“They’ll hang ya just as sure as ten dimes’ll buy a dollar.”

Late at night a man makes his way into the offices of the Pacific All Risk Insurance Company in downtown Los Angeles. He has a gunshot wound in his shoulder. He sits down at his desk, lights a cigarette and begins talking into a Dictaphone. The man is Walter Neff (Fred MacMurray). He is dictating a letter to his boss Barton Keyes (Edward G. Robinson). A confession. In flashback Walter relates his story.

It started last May.

Walter stops at the house of a man named Dietrichson (Tom Powers). His automobile insurance is about to lapse and he wants to discuss with him the option of renewing the policy. Dietrichson isn’t home, but his wife Phyllis (Barbara Stanwyck) is. Phyllis is a beautiful blond. Walter is immediately attracted to her. Phyllis knows it. Phyllis brings the conversation around to life insurance. She wants to know if she can take out a policy on her husband without him knowing about it. You don’t have to hit Walter with a ton of bricks. He knows she is contemplating murder. He abruptly leaves.

At first he is not interested but thinking of the lovely Phyllis Dietrichson he begins thinking about it. Phyllis comes to see him at his apartment and begins seducing him. Walter is easily seduced and devises a plan to kill her husband and get away with it.

He sees Dietrichson again about the automobile policy. He has him sign what he thinks is two copies of the same policy. One is really for life insurance. One that has a double indemnity clause for accidental death. Now Walter puts into motion his plan.

“Double Indemnity” was released in 1944 and was directed by Billy Wilder. It is a crime drama and a film noir. The film is based on the book by James M. Cain. The screenplay was written by Billy Wilder and Raymond Chandler. The film was selected into the National Film Registry in 1992 for being "culturally, historically, or aesthetically significant". It was nominated for seven Academy Awards.

Normally noir films have a protagonist that is a hard-boiled detective or cop. This is the first one I’ve seen where the protagonist is a hard-boiled insurance salesman. Barbara Stanwyck was decked out in an ugly blond wig. Wilder said it was intentional to make her look sleazy. Paramount production head Buddy DeSylva said she looked like George Washington. She does. However you feel about Stanwyck’s wig the film itself is gripping and suspenseful. It’s classic noir with dark cinematography and the characteristic dialogue that makes it one of the best examples of the film noir style.

**SPOILER: The original ending to the novel was the double suicide of Walter and Phyllis; however suicide is a no-no in the Hayes Production Code. Murder, on the other hand, was just fine. Wilder wrote a different ending where Walter went to the gas chamber and Keyes watches.
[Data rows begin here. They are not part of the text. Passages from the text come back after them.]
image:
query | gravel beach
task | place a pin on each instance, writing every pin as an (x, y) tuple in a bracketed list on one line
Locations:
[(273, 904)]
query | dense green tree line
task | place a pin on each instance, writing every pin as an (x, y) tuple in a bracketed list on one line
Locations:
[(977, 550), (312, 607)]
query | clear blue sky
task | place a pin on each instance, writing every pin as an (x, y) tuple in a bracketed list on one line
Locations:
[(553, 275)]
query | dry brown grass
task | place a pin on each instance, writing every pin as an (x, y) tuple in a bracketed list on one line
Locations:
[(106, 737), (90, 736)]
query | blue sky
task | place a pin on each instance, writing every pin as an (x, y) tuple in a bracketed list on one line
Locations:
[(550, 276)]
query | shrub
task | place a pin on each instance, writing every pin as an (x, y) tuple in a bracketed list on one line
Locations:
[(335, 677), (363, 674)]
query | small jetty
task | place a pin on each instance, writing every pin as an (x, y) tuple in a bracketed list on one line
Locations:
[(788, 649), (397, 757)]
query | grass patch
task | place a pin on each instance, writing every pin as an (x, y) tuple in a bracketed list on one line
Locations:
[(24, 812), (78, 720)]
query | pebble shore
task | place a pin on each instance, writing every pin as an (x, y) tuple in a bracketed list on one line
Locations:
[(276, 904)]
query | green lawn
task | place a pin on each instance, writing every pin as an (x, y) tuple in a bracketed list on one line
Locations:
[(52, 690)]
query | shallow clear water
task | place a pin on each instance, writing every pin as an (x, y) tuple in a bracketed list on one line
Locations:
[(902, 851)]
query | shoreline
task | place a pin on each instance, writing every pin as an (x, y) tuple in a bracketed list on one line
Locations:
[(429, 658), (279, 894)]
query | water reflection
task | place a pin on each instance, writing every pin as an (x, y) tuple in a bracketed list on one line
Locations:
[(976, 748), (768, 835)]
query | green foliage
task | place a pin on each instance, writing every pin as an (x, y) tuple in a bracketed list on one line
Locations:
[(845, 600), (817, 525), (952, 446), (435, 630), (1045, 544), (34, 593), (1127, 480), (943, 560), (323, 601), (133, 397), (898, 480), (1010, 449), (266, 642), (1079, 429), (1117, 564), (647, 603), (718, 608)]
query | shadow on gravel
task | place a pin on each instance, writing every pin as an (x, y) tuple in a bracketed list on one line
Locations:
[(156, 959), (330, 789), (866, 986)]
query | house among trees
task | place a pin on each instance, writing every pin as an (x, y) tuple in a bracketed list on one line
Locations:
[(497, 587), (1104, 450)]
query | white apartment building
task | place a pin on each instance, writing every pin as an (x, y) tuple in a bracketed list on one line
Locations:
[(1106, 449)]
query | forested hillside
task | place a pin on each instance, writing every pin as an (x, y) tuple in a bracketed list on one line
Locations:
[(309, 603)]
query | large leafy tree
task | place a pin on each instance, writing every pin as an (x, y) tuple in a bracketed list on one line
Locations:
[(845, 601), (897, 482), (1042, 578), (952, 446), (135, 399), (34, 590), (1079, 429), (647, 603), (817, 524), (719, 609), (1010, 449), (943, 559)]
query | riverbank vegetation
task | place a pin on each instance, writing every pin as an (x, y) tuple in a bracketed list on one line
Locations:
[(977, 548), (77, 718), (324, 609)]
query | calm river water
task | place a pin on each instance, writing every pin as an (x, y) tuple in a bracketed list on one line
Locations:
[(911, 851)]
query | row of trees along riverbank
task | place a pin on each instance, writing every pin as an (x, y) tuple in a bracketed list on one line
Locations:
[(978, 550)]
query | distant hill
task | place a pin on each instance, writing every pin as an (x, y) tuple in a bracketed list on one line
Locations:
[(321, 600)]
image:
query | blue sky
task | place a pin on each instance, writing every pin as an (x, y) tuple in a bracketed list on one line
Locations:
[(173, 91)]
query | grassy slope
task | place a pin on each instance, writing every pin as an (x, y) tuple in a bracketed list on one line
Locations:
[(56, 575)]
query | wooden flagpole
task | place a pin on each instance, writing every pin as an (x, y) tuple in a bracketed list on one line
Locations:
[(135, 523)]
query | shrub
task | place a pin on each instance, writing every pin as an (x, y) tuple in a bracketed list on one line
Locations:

Once the final scene between Walter and Keyes was filmed Wilder decided that the gas chamber scene wasn’t really needed. The head of the Production Code had a problem with the gas chamber scene anyway. He felt that it was too gruesome and would not be accepted by local censor boards.**

James Cain based his novel on the true story of Ruth Brown Snyder. She was executed in the electric chair in 1928 for the murder of her husband Albert. Ruth began a torrid affair with Henry Judd Gray. Their affair went on for a couple years. Eventually Ruth began telling her lover that her husband abused her. Henry was a rather plain mundane man and not exactly the killing type. Ruth eventually wore him down and in March of 1927 Henry gave in. They pretty much botched everything from beginning to end. They were quickly caught, tried and convicted.

At about sixteen minutes into the movie Raymond Chandler has a cameo as a man sitting outside Barton Keyes' office reading a magazine. He glances up at Walter as he walks past.